As autoridades e organizadores locais das Olimpíadas costumam se vangloriar do legado dos Jogos, ou seja, os benefícios que ficam para a cidade e o país muito tempo após o final de competições. Essas projeções são frequentemente recebidas com ceticismo pelo público e por economistas independentes, que dizem que a parafernália olímpica é construída com desperdício de dinheiro público. O Rio se tornou o caso mais recente, mais rápido e talvez o mais chocante, de promessas não cumpridas e de abandono.
“Está tudo totalmente deserto”, disse Vera Hickmann, 42 anos, que recentemente estava no Parque Olímpico com sua família. Ela lamentou que, embora estivesse aberta ao público, a área não dispunha de serviços básicos.
“Tive de levar meu filho para o mato para fazer xixi”, disse ela.
Na vila dos atletas, em frente ao parque, 31 prédios seriam vendidos como condomínios de luxo depois dos jogos, mas menos de 10 por cento das unidades foram vendidas. Do outro lado da cidade, no Estádio do Maracanã, templo do futebol, o campo está marrom e a eletricidade foi cortada.
“O governo não tinha dinheiro para fazer uma festa como essa e fomos nós que tivemos que nos sacrificar”, disse Hickmann, referindo-se aos contribuintes locais.
Durante os preparativos para os Jogos, a Prefeitura prometeu não construir “elefantes brancos”: a arena que sediou o taekwondo e a esgrima seria transformada em uma escola.
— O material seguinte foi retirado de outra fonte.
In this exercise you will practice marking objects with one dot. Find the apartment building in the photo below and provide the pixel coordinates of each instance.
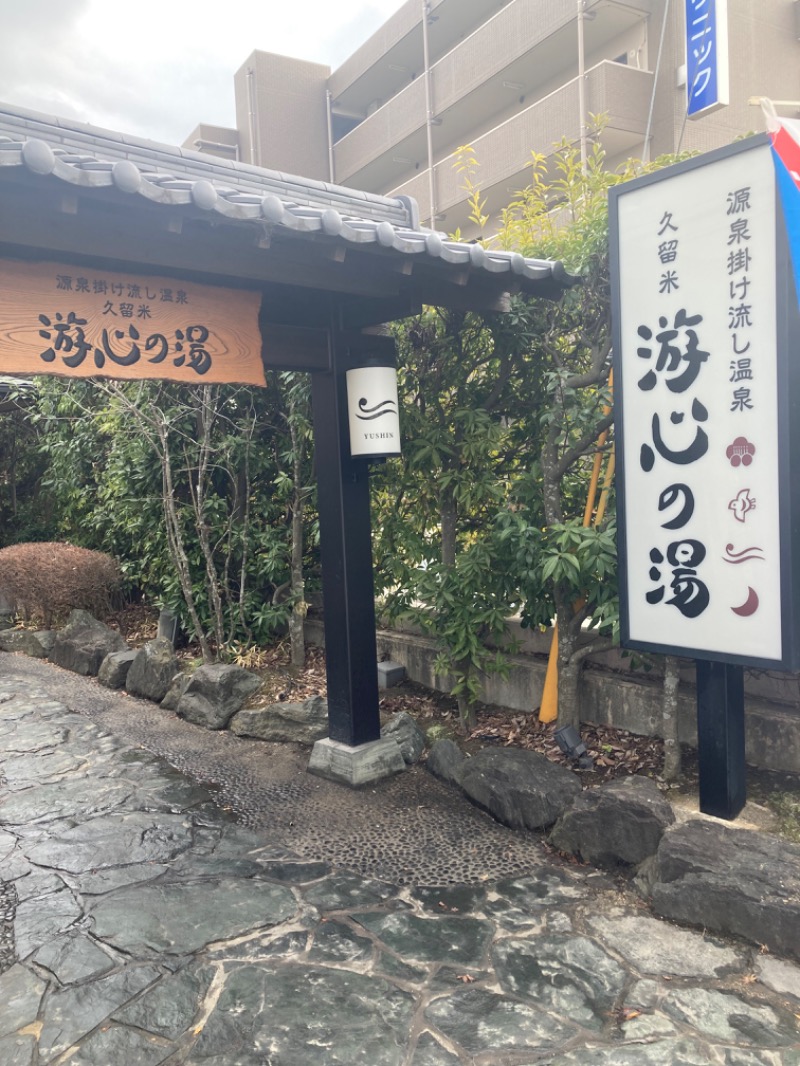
(508, 77)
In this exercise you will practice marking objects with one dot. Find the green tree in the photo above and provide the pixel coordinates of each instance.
(179, 485)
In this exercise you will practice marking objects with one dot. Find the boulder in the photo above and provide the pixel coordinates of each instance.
(153, 671)
(446, 761)
(176, 690)
(214, 693)
(410, 738)
(46, 638)
(616, 824)
(731, 881)
(304, 723)
(522, 789)
(24, 641)
(114, 667)
(83, 643)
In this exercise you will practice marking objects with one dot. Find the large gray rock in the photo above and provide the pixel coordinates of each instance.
(410, 738)
(214, 694)
(303, 723)
(522, 789)
(153, 671)
(114, 667)
(446, 761)
(731, 881)
(176, 690)
(24, 641)
(619, 823)
(83, 643)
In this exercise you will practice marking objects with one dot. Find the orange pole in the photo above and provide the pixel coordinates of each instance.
(548, 708)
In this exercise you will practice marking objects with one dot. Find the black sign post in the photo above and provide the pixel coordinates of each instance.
(721, 738)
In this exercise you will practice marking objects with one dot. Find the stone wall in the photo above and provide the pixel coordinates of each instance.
(614, 694)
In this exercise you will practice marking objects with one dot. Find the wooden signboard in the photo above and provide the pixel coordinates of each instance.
(84, 322)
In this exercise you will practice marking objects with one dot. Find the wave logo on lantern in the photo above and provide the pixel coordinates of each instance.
(384, 407)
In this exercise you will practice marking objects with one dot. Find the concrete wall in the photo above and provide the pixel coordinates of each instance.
(613, 694)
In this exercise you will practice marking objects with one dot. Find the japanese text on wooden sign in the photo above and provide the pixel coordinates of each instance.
(697, 353)
(78, 322)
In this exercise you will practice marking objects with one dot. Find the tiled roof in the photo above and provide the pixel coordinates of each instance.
(83, 156)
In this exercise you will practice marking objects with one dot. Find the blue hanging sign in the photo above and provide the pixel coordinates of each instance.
(706, 55)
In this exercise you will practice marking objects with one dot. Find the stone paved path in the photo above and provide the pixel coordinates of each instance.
(140, 923)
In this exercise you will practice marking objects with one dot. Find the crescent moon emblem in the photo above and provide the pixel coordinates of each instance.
(750, 606)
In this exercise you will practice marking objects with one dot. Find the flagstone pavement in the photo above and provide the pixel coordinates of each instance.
(172, 895)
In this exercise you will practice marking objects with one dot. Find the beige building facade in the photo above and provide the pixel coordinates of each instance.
(508, 77)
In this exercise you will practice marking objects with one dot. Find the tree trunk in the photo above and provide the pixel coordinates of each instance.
(297, 618)
(448, 517)
(299, 606)
(570, 669)
(669, 719)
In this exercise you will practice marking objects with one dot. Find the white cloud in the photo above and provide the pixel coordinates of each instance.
(158, 67)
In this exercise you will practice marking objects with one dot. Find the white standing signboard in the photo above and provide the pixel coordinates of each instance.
(702, 406)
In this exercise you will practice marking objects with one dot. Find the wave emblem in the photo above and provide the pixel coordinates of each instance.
(384, 407)
(746, 555)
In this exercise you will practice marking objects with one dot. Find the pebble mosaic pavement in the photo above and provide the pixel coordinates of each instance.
(172, 895)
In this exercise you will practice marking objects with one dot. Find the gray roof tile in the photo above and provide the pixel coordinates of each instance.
(81, 155)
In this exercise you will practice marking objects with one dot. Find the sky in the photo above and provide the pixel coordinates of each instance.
(158, 67)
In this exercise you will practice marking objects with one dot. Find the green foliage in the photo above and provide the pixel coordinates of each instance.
(223, 451)
(26, 512)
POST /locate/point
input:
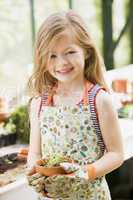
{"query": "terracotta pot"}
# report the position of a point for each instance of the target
(50, 171)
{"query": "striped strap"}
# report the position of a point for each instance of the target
(94, 115)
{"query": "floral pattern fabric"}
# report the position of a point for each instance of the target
(69, 130)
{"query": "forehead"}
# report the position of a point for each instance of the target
(63, 40)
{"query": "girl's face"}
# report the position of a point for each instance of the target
(66, 59)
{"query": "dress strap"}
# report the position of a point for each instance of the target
(43, 102)
(94, 114)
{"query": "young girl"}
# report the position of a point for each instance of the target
(71, 112)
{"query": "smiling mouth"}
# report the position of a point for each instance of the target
(65, 71)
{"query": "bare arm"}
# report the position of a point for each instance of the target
(35, 139)
(111, 134)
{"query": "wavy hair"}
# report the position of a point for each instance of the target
(41, 80)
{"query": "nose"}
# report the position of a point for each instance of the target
(61, 61)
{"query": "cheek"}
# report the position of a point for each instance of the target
(77, 61)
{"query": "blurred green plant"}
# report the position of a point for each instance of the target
(18, 122)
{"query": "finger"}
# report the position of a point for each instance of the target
(72, 175)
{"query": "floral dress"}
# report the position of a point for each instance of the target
(74, 131)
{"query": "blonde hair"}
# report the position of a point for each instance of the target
(56, 23)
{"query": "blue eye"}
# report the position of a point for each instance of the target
(53, 56)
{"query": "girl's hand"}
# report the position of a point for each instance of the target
(75, 170)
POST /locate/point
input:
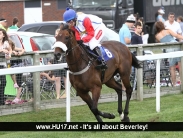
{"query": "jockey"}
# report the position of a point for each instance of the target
(89, 30)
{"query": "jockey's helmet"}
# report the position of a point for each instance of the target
(69, 14)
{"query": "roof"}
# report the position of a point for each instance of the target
(45, 22)
(30, 34)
Duas outras seriam desmontadas e uma delas seria reconstruída como quatro escolas em outra região. Nada disso aconteceu.
O prefeito disse que esses planos estavam em andamento, mas não ofereceu um calendário específico.
A decadência das instalações acontece junto com uma crise financeira que envolve os governos federal, estadual e municipal. “A nação está em crise, o Rio de Janeiro está em crise - é hora de sermos cautelosos”, disse Marcelo Crivella, que assumiu a cidade no dia primeiro de janeiro, aos novos vereadores.
“Os gastos estão proibidos”, acrescentou ele.
O prefeito durante os jogos, Eduardo Paes, estava entre os maiores defensores do legado olímpico. Ele disse em um e-mail que era cedo demais para classificar qualquer uma das instalações como elefantes brancos e que “o caminho para instaurar um legado foi aberto”.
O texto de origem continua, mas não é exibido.